First and foremost we need to identify the root cause. Working with a Nutritionist you can uncover food intolerances, gut dysbiosis, pathogenic parasites, bacteria or yeasts, all of which are preventing you from having glowing skin.

But, like anything, if we give the body what it needs it has an innate ability to heal and repair itself. To repair damaged skin, i.e. from acne scarring or inflammation, we require nutrients like zinc, protein (amino acids), essential fatty acids, vitamin C, vitamin E and Vitamin A. Adequate protein is crucial to provide the body with our nine essential amino acids, which repair damaged tissues. Collagen, which consists of amino acids wound together to form elongated fibrils, supports tissue regeneration and has been used in the management of wound healing. Collagen can be obtained in the diet through bone broths, or as a supplement.

We need vitamin C, A and E as they are potent antioxidants, essential for wound healing. Vitamin A also helps control the inflammatory response of conditions, alongside our essential fatty acid Omega-3. Vitamin C helps the body form new collagen and in conjunction with zinc supports the immune system, protecting against further bacterial infection. Zinc supports the healing process by maintaining the durability of skin and mucosal membranes, further aiding in the healing process.
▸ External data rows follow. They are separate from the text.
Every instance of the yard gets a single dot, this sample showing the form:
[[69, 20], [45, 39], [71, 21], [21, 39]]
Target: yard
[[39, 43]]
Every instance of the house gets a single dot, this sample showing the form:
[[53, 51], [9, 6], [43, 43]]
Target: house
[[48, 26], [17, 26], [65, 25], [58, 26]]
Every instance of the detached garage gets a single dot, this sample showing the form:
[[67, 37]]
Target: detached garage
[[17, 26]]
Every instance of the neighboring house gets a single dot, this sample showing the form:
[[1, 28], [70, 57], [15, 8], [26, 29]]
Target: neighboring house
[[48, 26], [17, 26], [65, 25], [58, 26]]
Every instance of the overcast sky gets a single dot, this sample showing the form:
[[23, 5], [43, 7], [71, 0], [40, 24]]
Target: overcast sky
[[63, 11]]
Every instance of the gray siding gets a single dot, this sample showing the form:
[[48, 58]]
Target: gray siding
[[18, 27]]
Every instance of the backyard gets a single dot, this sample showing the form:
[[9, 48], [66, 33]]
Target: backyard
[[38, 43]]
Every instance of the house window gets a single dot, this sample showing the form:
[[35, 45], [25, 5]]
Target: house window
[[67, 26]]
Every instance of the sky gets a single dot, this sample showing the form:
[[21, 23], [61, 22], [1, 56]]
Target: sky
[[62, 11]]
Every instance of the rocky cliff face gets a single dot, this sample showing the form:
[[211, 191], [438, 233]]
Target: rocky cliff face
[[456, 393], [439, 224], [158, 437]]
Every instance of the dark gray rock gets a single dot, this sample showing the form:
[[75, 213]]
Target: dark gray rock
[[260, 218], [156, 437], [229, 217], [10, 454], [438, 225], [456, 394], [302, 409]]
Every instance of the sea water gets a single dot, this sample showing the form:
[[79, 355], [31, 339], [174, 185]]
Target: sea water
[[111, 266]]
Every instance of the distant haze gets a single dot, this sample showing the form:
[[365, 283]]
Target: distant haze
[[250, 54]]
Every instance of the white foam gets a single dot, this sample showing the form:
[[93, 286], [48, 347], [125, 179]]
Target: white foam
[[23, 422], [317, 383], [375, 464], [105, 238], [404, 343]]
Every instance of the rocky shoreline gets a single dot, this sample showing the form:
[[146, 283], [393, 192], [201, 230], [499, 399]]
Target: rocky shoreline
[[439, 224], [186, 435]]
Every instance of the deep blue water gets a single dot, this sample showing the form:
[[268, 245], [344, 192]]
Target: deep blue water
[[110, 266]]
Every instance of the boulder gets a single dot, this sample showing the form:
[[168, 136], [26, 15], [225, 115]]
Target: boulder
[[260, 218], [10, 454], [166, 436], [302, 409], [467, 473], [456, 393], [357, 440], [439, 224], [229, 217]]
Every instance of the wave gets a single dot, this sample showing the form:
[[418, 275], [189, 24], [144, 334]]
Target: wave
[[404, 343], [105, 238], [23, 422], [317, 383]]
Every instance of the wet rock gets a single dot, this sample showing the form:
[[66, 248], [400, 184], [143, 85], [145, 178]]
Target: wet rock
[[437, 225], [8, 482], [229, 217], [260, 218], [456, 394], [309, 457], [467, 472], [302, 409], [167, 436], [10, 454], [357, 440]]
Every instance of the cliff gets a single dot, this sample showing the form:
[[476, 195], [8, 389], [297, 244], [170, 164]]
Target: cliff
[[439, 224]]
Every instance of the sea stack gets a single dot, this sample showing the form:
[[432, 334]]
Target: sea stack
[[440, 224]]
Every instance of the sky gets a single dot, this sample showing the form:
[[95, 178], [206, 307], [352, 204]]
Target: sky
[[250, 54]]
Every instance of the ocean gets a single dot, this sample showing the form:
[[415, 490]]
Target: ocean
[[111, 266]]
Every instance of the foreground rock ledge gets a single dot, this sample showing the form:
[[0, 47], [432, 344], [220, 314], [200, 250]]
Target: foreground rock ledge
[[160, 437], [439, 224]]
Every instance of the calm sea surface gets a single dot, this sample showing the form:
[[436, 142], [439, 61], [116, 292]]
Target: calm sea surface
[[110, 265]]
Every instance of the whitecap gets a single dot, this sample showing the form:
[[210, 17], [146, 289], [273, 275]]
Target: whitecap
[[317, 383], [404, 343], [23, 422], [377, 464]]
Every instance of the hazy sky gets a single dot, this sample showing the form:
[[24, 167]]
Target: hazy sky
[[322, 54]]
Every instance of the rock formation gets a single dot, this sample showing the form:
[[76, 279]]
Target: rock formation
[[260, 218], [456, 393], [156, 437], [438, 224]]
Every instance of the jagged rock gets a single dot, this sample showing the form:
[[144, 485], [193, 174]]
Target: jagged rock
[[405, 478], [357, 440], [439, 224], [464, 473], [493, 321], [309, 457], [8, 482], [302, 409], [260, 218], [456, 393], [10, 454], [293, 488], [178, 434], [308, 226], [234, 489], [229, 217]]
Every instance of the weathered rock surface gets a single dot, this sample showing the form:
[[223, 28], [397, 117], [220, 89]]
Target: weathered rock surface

Where can you find these nutrients?

Go for wholefood fruit and vegetables rich in colour – predominately red, green and orange: including carrots, capsicum, broccoli, spinach, kale, grapefruit, oranges, strawberries, blueberries and kiwi fruit. Ensuring protein at each meal – either animal protein or plant-based protein – and incorporating nuts, seeds, salmon, quality oils and avocado into the diet will ensure we have a suitable amount of protein and essential fatty acids, respectively.

Tune into your body, take note of what works for you and what doesn’t and use that as a starting point. Take care of your skin on the outside, but remember, If the root cause of the problem isn’t uncovered then the issue will persist. This is where a holistic practitioner can become your private eye, to help you through the investigative journey to finding the solution to resolve the issue.